The FBI came knocking on Mateen’s door in 2013 after he made inflammatory comments to colleagues who had ridiculed his Muslim background.

He told FBI investigators that he made the remarks “in anger” and wanted to scare them. The investigation was closed, and he was taken off the terrorist watch list.

In 2014 the FBI investigated him again for his connections to Moner Muhammad Abusalha, a young man from Florida who had attended the same mosque as Mateen and carried out a suicide bombing at a restaurant in Syria.

The bureau found that they knew each other only “casually”.

The next time he appeared on its radar was after Sunday’s attack.

Investigators believe that Mateen acted in the name of Islamic State rather than at its behest.

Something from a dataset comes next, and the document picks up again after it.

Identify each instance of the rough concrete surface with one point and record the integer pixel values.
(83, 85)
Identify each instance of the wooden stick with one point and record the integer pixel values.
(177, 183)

Referring to the complex nature of the new terrorist threat that the US faces, Obama said that these “lone actors” were “very hard to detect and very hard to prevent.” This was despite Mateen being a person of interest to the FBI for a time.

“How you stop viral terrorism?” says Kevin Giblin, a retired FBI counterterrorism expert.

“How do you stop someone who on their own gets recruited through social media, acts on their own, never goes to Syria, never goes to a club meeting of terrorists? This is where we are now right now” with Islamic State.

At the memorial to the victims in downtown Orlando late on Tuesday, Amanda Connell, standing near #OrlandoStrong and “Love Conquers Hate” signs, refuses to contemplate why Mateen killed her brother and the 48 others at the Pulse nightclub.

“I don’t want to talk about the man. The man gets too much attention already,” she says.

“We need to talk about the 49 victims. They are not a statistic, and we need everyone to know they have names. This man was just full of hatred, and he had problems, but we do not need to talk about him. This man deserves nothing.”